Zuerst die Sprache lernen

"Ich hatte vorher nie darüber nachgedacht, nach Osteuropa zu reisen. Jetzt freue ich mich umso mehr auf die neue Erfahrung", sagt Klesse. Der Kaarster bereitet sich momentan mit einem Sprachkursus auf das Jahr vor: "Ich habe die Sprache vorher noch nie gehört, deshalb fällt das Lernen nicht leicht. Aber ich bin zuversichtlich, dass ich nach einem halben Jahr in Ungarn flüssig sprechen werde", sagt er.

Bisher hat Klesse noch keine genauen Informationen über seinen Einsatz in Ungarn. Er vermutet, dass er in verschiedenen sozialen Einrichtungen für Kinder, ältere Menschen oder Obdachlose in Budapest helfen wird. Bei der Vorbereitung und Organisation des Aufenthalts greift ICE dem jungen Kaarster unter die Arme. Klesse: "Der Verein sucht mir eine Wohnung und fördert mich mit einem monatlichen Taschengeld. Außerdem kann ich im August an einem Vorbereitungsseminar teilnehmen."

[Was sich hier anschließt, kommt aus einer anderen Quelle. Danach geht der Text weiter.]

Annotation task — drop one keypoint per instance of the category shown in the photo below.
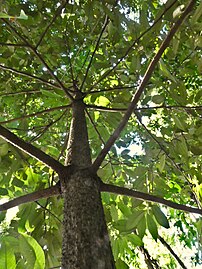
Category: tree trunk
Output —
(85, 238)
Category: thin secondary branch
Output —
(95, 49)
(31, 150)
(12, 44)
(172, 252)
(31, 197)
(147, 197)
(168, 156)
(41, 59)
(36, 114)
(21, 73)
(141, 88)
(57, 13)
(124, 109)
(117, 88)
(132, 46)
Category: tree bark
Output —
(85, 237)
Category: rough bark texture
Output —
(85, 237)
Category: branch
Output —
(31, 150)
(41, 59)
(95, 49)
(31, 197)
(172, 252)
(124, 109)
(6, 68)
(141, 88)
(36, 114)
(132, 46)
(12, 44)
(147, 197)
(57, 13)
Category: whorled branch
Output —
(141, 88)
(55, 190)
(147, 197)
(30, 149)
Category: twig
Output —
(131, 47)
(124, 109)
(57, 13)
(31, 197)
(95, 49)
(31, 150)
(172, 252)
(35, 52)
(35, 114)
(141, 88)
(12, 44)
(147, 197)
(10, 69)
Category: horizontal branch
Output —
(21, 73)
(143, 84)
(124, 109)
(38, 56)
(12, 44)
(147, 197)
(30, 149)
(36, 113)
(31, 197)
(172, 252)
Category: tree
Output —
(81, 82)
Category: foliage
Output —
(104, 47)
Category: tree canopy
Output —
(137, 66)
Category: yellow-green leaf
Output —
(160, 217)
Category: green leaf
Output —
(4, 149)
(102, 101)
(23, 16)
(6, 16)
(135, 240)
(3, 191)
(7, 257)
(141, 227)
(114, 212)
(158, 99)
(197, 14)
(134, 219)
(160, 216)
(152, 227)
(32, 252)
(121, 264)
(165, 71)
(162, 162)
(179, 123)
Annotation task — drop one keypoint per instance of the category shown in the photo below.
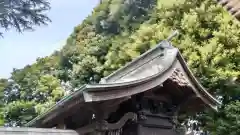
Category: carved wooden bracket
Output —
(105, 126)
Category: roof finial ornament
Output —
(174, 34)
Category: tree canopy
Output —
(120, 30)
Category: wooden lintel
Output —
(105, 126)
(164, 97)
(61, 126)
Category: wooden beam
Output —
(105, 126)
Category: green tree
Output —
(119, 31)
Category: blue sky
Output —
(18, 50)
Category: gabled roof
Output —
(149, 70)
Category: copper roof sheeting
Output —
(146, 72)
(232, 6)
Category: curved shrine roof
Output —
(148, 71)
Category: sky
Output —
(17, 50)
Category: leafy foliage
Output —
(119, 31)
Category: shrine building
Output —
(145, 97)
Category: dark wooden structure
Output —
(145, 97)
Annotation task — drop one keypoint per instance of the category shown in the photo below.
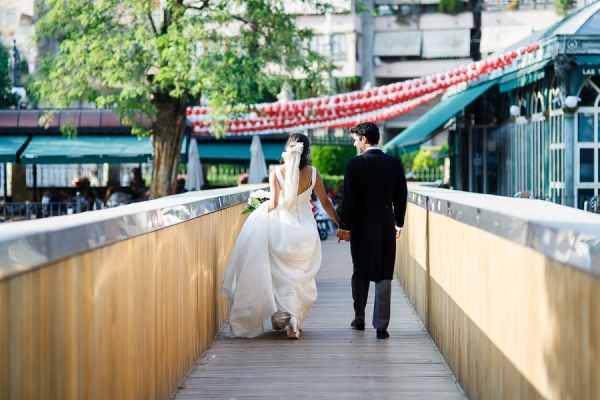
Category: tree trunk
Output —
(168, 132)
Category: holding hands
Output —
(342, 235)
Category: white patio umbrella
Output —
(258, 166)
(195, 179)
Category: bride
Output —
(270, 278)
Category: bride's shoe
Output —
(293, 331)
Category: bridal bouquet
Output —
(256, 199)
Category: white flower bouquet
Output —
(256, 199)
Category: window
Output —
(336, 48)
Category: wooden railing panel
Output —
(127, 320)
(411, 260)
(510, 322)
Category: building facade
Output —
(531, 129)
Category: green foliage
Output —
(408, 158)
(120, 53)
(331, 160)
(7, 99)
(336, 182)
(451, 7)
(424, 160)
(563, 7)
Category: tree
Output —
(144, 56)
(451, 7)
(7, 98)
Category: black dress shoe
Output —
(382, 334)
(358, 324)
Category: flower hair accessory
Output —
(293, 148)
(292, 156)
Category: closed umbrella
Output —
(194, 180)
(258, 166)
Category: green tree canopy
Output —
(331, 160)
(7, 98)
(150, 56)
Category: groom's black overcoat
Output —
(374, 201)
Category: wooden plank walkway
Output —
(330, 360)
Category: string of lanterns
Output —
(347, 109)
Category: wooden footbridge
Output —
(495, 298)
(330, 360)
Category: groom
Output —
(373, 211)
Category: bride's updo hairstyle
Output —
(302, 138)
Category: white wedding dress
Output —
(271, 272)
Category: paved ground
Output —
(330, 360)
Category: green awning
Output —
(88, 150)
(224, 151)
(9, 146)
(436, 117)
(523, 76)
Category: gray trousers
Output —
(383, 297)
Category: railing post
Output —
(78, 208)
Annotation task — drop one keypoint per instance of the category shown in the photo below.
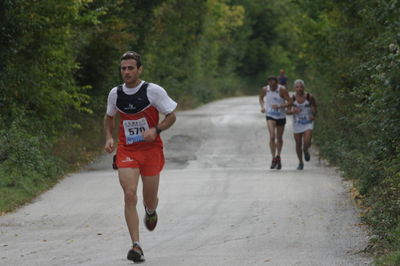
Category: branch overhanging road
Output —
(219, 204)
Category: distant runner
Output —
(140, 148)
(274, 98)
(304, 110)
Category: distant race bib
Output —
(273, 112)
(303, 120)
(134, 130)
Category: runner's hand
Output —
(109, 146)
(150, 135)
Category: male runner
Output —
(304, 110)
(274, 98)
(140, 148)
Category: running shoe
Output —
(150, 220)
(307, 155)
(278, 162)
(273, 163)
(300, 167)
(136, 254)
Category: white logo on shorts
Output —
(127, 159)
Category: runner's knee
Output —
(130, 197)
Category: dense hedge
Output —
(59, 59)
(350, 54)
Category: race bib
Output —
(273, 112)
(303, 120)
(134, 130)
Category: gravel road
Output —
(219, 205)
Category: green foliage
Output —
(25, 166)
(350, 53)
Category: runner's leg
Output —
(271, 124)
(307, 139)
(150, 191)
(128, 178)
(279, 137)
(298, 137)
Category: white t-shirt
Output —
(157, 96)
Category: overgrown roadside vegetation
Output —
(59, 59)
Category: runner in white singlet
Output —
(274, 99)
(304, 109)
(140, 148)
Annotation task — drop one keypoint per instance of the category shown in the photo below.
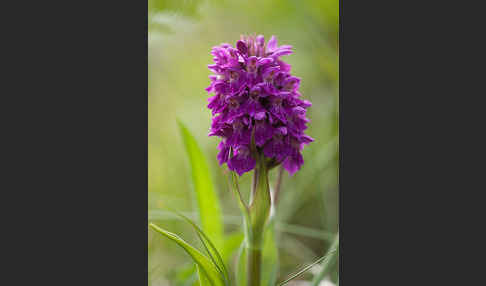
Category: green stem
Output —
(254, 266)
(259, 213)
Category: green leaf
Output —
(207, 199)
(327, 259)
(205, 264)
(203, 279)
(332, 255)
(231, 244)
(211, 250)
(270, 263)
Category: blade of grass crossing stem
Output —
(207, 199)
(241, 267)
(212, 251)
(203, 278)
(333, 253)
(327, 259)
(231, 244)
(270, 257)
(204, 263)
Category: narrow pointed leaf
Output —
(203, 278)
(207, 199)
(213, 253)
(270, 263)
(333, 254)
(326, 259)
(204, 263)
(241, 266)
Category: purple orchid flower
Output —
(256, 101)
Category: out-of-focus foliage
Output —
(181, 34)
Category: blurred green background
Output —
(181, 35)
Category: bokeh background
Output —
(181, 35)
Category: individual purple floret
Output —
(257, 104)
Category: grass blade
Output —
(205, 264)
(211, 250)
(328, 263)
(270, 263)
(328, 259)
(207, 199)
(203, 278)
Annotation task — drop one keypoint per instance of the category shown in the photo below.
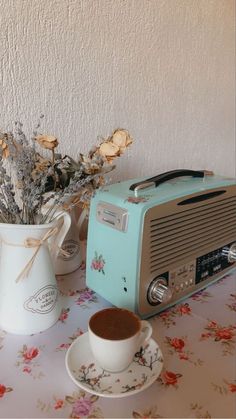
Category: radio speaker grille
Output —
(175, 236)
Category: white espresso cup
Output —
(115, 335)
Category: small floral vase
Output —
(29, 297)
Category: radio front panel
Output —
(186, 245)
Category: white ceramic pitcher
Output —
(29, 297)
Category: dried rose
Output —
(122, 139)
(109, 150)
(47, 141)
(5, 150)
(41, 165)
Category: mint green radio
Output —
(153, 242)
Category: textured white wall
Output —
(163, 69)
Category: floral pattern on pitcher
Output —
(151, 413)
(98, 263)
(86, 296)
(64, 315)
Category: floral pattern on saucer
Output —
(144, 370)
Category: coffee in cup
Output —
(115, 335)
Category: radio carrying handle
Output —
(164, 177)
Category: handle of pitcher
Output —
(81, 219)
(63, 230)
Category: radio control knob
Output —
(159, 292)
(230, 253)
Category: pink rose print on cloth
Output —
(169, 378)
(28, 361)
(225, 335)
(169, 317)
(199, 412)
(178, 346)
(77, 405)
(66, 345)
(225, 388)
(232, 302)
(4, 390)
(98, 263)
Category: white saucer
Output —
(88, 375)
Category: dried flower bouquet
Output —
(34, 177)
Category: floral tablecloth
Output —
(197, 338)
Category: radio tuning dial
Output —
(159, 292)
(230, 253)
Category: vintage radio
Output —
(153, 242)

Neuerdings braucht ICE aber auch die Unterstützung der Freiwilligen. "Dem Verein wurde in diesem Jahr die staatliche Förderung stark gekürzt. Die Freiwilligen werden deshalb gebeten, um Spenden zu werben, damit auch in Zukunft junge Leute entsendet werden können", so Klesse. Er plant, verschiedene Unternehmen um Unterstützung für den Verein zu bitten. Die Spenden sind aber keine Voraussetzung für seinen Aufenthalt.

Für die Zeit nach dem FSJ hat der Kaarster auch schon einen Plan: Er will Medizin studieren, aber nicht in Deutschland, sondern in Lettland. Ein echter Weltenbummler eben.